Leider ist das Stoppen oder jede andere Event-Operation nicht mehr möglich, sobald ich die Schleife betreten habe,
da anscheinend die Behandlungsroutinen des Frame nicht mehr behandelt bzw. blockiert werden.

Gibt es eine Anweisung, um innerhalb der Schleife die Applikation daran zu erinnern, auch mal nach neuen Events, wie einem Button-Klick zu fragen?

Wenn nicht, dann kann man das ja nur noch über MultiThreads lösen, allerdings bräuchte ich diese Funktionalität mehrfach und will nicht für jede Schleife einen eigenen Thread erzeugen.

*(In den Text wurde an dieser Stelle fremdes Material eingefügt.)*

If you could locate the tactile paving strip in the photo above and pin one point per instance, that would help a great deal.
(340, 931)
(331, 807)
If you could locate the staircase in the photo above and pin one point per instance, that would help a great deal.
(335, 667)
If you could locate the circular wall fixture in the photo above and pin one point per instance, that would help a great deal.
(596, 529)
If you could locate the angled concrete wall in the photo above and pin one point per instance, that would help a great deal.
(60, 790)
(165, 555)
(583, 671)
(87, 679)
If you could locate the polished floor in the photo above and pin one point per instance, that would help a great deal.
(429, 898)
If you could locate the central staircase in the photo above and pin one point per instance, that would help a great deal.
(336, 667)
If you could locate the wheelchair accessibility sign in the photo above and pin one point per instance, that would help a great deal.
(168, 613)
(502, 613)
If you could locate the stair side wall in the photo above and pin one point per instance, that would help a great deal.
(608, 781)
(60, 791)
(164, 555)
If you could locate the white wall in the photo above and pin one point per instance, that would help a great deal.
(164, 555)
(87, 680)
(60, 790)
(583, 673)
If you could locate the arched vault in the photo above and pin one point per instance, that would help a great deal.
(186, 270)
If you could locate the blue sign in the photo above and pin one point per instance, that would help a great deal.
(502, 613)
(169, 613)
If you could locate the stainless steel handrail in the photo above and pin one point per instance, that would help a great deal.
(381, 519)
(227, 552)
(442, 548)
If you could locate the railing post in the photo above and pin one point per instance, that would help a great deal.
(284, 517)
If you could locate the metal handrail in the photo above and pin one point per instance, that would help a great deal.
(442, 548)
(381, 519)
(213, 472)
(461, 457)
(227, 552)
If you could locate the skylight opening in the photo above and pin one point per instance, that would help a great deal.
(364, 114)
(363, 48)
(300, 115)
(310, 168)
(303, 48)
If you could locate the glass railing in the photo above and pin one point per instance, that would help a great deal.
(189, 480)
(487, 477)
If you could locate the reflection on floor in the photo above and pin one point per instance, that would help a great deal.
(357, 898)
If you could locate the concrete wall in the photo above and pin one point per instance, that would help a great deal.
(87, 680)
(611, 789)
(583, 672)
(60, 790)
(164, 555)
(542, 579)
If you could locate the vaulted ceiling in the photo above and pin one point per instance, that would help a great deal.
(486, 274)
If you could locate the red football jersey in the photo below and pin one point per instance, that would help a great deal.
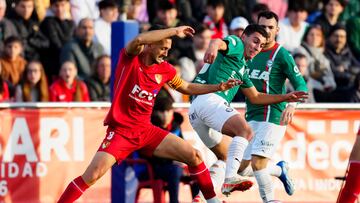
(4, 96)
(59, 92)
(135, 88)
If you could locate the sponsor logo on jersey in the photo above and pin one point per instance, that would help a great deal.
(105, 144)
(297, 71)
(258, 74)
(158, 78)
(142, 95)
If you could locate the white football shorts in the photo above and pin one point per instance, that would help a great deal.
(267, 137)
(207, 115)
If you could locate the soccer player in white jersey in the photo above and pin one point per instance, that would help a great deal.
(268, 71)
(227, 58)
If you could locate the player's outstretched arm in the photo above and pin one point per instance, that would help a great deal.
(256, 97)
(212, 50)
(135, 46)
(194, 88)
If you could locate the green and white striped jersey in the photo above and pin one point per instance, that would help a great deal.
(268, 71)
(228, 64)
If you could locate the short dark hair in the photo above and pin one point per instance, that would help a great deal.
(252, 28)
(215, 3)
(164, 5)
(337, 26)
(268, 15)
(295, 5)
(259, 7)
(157, 27)
(163, 104)
(343, 3)
(104, 4)
(299, 55)
(13, 39)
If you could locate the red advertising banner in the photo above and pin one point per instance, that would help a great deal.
(42, 150)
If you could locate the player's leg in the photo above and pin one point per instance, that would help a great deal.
(173, 147)
(217, 143)
(350, 192)
(213, 116)
(100, 164)
(237, 128)
(267, 137)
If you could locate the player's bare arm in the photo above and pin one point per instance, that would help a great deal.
(256, 97)
(212, 51)
(194, 88)
(136, 46)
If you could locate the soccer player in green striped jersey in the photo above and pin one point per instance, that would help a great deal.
(210, 114)
(268, 71)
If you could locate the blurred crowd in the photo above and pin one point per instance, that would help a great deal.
(59, 50)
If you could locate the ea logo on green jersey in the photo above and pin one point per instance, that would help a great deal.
(296, 69)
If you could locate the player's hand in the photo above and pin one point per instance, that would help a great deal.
(287, 115)
(210, 54)
(297, 96)
(184, 31)
(229, 84)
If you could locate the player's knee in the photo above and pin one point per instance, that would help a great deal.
(258, 163)
(194, 158)
(248, 132)
(91, 176)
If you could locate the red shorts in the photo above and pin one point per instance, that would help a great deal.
(122, 142)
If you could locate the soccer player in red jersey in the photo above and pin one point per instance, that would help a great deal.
(350, 192)
(140, 74)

Interessant dabei ist: Sollte die Schleife direkt am Ende des Konstruktors aufgerufen werden, ist der Button zum Stoppen noch voll funktionstüchtig. Aus diesem Grund zweifel ich an der MultiThread-Lösung als einzigste Alternative.
Jedenfalls kann ich mich nicht erinnern, daß ich ein derartiges Problem mal mit der MFC/C++ hatte, die ich sonst (aber zur Zeit garnicht) nutze.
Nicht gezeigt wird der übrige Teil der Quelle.